Enlightened Comment of the Day: Robert Kagan (Washington Post) and Matthew Continetti(Weekly Standard) each have terrific pieces on what the Tibetan crackdown has revealed about the Chinese Communist Party. But for the other, both would have won easily. As it is, it's Continetti by a nose.
Ma Ying-jeou wins Taiwanese Presidency, calls for "peace treaty" with Communist China: The most acceptable face of the Kuomintang Party overcame the party's terrible recent history to score a landslide victory over Frank Hsieh, the candidate of the ruling and anti-Communist Democratic Progressives (CNN). Ma promised to "work towards a peace treaty with Beijing" (BBC), but "only if China removed missiles pointed at Taiwan" (although that wouldn't solve the issue of long-range missile from the heart of the mainland). Mroe troubling is his plan to "shelve" (Washington Post) the question of Taiwan's future and his apparent belief that Hu Jintao is as interested in peace as he is.
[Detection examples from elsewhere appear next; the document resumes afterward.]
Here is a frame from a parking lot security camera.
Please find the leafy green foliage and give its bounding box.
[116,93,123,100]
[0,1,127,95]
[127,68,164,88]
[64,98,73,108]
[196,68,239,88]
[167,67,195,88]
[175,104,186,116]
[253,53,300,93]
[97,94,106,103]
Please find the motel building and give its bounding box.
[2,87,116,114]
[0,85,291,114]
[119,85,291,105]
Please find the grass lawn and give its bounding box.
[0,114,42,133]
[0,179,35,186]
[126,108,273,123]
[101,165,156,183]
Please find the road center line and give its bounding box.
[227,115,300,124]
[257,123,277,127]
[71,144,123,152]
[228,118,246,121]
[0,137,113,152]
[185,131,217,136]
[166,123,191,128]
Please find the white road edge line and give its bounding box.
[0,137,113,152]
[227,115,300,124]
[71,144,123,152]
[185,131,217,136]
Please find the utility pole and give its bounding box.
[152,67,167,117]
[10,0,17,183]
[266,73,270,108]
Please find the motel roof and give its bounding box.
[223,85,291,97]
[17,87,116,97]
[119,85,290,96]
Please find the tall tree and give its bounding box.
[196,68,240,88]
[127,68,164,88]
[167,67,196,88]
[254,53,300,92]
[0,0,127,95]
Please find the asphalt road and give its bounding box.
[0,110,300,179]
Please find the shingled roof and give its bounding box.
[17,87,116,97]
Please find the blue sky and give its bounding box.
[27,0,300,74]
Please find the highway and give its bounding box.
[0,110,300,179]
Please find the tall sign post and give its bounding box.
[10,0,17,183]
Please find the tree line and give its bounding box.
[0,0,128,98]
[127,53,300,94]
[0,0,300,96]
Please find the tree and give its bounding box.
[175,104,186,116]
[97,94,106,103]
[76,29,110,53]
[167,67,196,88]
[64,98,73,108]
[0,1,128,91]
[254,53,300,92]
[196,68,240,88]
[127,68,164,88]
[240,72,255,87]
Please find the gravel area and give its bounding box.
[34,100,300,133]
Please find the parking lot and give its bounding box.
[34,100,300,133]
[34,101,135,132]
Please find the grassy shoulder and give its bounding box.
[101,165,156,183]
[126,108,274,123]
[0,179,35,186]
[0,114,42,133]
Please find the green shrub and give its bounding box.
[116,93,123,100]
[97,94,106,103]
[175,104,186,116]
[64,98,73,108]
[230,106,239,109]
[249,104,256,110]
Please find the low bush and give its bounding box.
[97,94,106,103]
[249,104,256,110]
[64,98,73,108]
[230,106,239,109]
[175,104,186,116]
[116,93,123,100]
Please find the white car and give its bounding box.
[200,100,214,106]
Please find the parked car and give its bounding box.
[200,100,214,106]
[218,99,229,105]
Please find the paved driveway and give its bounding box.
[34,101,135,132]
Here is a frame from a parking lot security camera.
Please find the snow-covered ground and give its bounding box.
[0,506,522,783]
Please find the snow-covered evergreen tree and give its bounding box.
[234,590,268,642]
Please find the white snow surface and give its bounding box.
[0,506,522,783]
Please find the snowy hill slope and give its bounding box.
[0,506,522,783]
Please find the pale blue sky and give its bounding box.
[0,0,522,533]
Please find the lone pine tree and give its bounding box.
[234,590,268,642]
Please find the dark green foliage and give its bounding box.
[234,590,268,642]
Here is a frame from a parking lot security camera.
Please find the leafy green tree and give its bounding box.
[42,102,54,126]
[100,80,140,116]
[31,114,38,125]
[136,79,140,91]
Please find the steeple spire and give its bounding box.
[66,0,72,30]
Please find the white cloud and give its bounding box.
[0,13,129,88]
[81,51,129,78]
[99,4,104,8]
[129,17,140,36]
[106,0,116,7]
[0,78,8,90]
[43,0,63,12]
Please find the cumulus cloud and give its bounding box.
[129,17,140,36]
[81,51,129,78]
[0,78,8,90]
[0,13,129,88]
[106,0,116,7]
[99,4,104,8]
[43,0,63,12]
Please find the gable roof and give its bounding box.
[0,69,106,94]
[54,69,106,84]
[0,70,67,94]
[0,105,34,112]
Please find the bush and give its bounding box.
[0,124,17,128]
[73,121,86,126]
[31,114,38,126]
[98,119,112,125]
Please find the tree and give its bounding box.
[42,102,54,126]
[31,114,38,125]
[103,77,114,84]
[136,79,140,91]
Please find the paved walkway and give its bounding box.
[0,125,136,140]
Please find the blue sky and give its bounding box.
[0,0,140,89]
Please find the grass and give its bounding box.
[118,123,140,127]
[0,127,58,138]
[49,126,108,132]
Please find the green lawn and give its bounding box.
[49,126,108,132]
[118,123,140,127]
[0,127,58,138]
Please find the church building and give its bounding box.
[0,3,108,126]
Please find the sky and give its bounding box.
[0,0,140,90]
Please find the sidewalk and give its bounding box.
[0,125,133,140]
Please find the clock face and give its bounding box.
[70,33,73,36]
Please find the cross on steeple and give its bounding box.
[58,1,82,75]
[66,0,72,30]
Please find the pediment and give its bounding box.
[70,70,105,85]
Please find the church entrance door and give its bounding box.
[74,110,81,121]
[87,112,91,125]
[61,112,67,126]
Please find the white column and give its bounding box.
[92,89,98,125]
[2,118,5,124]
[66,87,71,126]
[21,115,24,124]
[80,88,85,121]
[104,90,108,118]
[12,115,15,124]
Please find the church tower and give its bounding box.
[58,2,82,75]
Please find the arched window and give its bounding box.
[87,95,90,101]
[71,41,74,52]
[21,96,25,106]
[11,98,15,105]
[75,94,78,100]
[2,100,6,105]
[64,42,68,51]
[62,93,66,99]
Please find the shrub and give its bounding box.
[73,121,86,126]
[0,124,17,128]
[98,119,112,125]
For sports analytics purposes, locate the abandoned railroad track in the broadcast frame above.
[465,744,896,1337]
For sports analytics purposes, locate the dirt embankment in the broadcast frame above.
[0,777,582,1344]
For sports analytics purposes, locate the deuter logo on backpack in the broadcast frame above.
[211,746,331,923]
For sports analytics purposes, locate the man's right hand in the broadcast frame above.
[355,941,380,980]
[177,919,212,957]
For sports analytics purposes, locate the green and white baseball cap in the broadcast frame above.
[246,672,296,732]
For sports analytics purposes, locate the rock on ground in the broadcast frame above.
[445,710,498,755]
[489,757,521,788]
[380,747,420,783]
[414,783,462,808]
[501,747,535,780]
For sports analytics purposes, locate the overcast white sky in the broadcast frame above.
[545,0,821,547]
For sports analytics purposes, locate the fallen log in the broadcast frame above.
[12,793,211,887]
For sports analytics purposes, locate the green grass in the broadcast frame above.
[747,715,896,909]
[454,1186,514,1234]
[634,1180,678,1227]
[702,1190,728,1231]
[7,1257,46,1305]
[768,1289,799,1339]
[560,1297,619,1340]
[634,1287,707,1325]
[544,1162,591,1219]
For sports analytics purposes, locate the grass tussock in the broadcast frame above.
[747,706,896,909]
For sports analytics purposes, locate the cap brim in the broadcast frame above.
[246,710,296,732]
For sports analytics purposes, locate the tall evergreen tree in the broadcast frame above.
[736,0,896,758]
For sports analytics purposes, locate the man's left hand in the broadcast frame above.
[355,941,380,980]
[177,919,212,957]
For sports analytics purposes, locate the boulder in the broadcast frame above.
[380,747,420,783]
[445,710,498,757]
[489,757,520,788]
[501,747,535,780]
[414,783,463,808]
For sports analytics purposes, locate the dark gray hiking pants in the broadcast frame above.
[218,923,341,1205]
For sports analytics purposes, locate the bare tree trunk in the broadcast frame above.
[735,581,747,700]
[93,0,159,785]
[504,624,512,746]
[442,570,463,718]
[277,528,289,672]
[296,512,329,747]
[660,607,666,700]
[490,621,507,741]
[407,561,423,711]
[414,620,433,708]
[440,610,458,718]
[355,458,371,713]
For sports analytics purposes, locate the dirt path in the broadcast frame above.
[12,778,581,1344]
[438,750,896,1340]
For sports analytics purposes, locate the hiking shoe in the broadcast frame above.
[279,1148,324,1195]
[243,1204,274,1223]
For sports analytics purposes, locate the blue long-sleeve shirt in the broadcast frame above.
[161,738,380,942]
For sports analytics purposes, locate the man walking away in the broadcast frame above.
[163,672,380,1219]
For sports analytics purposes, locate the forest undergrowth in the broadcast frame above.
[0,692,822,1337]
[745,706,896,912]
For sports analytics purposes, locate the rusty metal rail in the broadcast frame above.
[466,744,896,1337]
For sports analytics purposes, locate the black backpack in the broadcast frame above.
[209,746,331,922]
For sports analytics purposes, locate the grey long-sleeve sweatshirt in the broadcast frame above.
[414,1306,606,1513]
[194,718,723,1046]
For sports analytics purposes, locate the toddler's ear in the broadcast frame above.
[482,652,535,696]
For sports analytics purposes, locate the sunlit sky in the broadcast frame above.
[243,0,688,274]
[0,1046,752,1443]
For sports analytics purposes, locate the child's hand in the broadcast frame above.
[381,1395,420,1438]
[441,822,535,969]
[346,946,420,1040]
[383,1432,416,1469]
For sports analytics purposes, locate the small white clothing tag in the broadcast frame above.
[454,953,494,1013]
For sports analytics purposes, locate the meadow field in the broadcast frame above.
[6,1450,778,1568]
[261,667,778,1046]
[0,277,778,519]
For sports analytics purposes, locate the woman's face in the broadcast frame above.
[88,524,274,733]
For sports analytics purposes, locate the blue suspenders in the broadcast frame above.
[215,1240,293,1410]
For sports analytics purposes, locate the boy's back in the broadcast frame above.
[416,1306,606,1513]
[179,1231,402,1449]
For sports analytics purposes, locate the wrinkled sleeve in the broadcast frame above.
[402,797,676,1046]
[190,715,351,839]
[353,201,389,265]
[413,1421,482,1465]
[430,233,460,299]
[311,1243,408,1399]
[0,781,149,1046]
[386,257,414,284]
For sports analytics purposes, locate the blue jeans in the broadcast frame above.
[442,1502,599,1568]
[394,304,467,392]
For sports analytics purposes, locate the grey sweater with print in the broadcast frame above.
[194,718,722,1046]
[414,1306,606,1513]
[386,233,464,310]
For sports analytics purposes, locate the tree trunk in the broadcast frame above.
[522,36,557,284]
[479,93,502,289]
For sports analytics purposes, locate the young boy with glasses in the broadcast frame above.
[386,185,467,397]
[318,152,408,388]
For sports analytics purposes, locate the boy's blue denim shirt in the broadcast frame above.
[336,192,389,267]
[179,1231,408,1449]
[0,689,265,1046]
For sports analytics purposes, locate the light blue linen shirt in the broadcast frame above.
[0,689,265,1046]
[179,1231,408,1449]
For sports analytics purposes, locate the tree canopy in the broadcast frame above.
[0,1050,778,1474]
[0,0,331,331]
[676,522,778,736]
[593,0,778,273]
Communists step up the persecution of Falun Gong: Naturally, the "stability" and the "Safety of the Beijing Olympics" were the justification for the crackdown (Epoch Times).
On "another Chinese province": David Ignatius makes some bad mistakes in this Washington Post column on Stalinist North Korea, but he does show how the Stalinists have once more resorted to stonewalling the United States - this time on revealing the extent of their nuclear cooperation with Bashar Assad.